By NVONews.Com Correspondent,
Washington DC: Republican presidential candidate Mitt Romney’s wrong moves and flip-flops on immigration and healthcare have greatly disappointed some of his supporters who are calling for a shake-up of his staff. They are worried that he could bungle Republicans’ chances of ousting Democratic President Barack Obama.
All this happened after his presidential campaign was charting a relatively steady course, though it is also true that he was trailing to Obama even then.
Some of the leaders are quit upset over the state of affairs in the party. For example, former presidential candidate, Jon Huntsman, announced on Friday that he plans to stay home in protest and not attend this year’s GOP convention.

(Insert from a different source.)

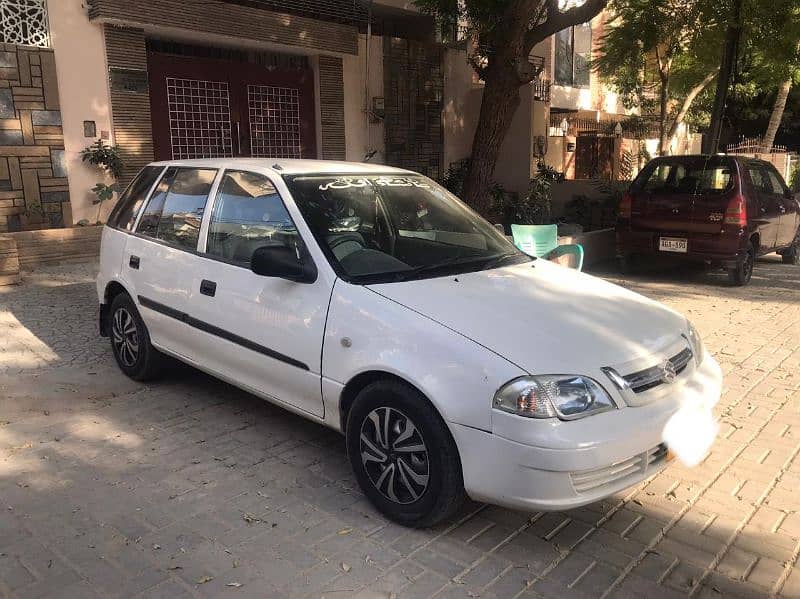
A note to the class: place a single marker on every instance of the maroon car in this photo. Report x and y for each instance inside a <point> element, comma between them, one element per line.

“I will not be attending this year’s convention, nor any Republican convention in the future, until the party focuses on a bigger, bolder, more confident future for the United States—a future based on problem solving, inclusiveness, and a willingness to address the trust deficit, which is every bit as corrosive as our fiscal and economic deficits,” Huntsman was quoted in Salt Lake Tribune.
Now many of Romney’s supporters are saying that his Boston-based staff was slowly squandering an historic opportunity.
Romney’s decision to take this week off at his lakeside home in New Hampshire prompted some fellow Republicans to say that he had blown a chance to strike a more patriotic theme around July 4 Independence Day holiday.
Last month, he struggled to articulate a detailed response to Obama’s executive order that stopped deportations of thousands of children of illegal immigrants.
Though Obama is the first choice for three-fourths Hispanics Romney still has not come up with an immigration plan that might cut into lead among them without angering conservative base.
Of particular concern to conservatives was Romney’s policy over whether requiring Americans to buy health insurance under Obama’s healthcare plan should be considered a tax, as the Supreme Court ruled last week, or a penalty.
That allowed Republicans to campaign on the notion that the Obama’s plan amounted to a tax increase.
But on Monday last, Romney senior adviser Eric Fehrnstrom said that Romney believed the Obama healthcare law carried a penalty. He further added that under a similar healthcare plan for Massachusetts that Romney backed as governor, the fee charged to those without coverage was considered a penalty, not a tax.
This put Romney squarely in opposition to the view held by Republican leaders of Congress and many Republican voters. Some of his supporters said that by continuing to discuss the healthcare ruling, Romney’s team was reminding voters of his role in creating the Massachusetts plan and thus diverting the campaign from its focus on jobs and the economy––considered by many as Obama’s weakest point.
But on Wednesday Romney made a somersault when he was quoted as saying: “The Supreme Court has the final word, and their final word is that Obamacare is a tax. So it’s a tax. They decided it was constitutional. So it is a tax, and it’s constitutional.”
Both the supporters and critics within the party are surprised by his lack of clarity over immigration and U-turn on healthcare issue.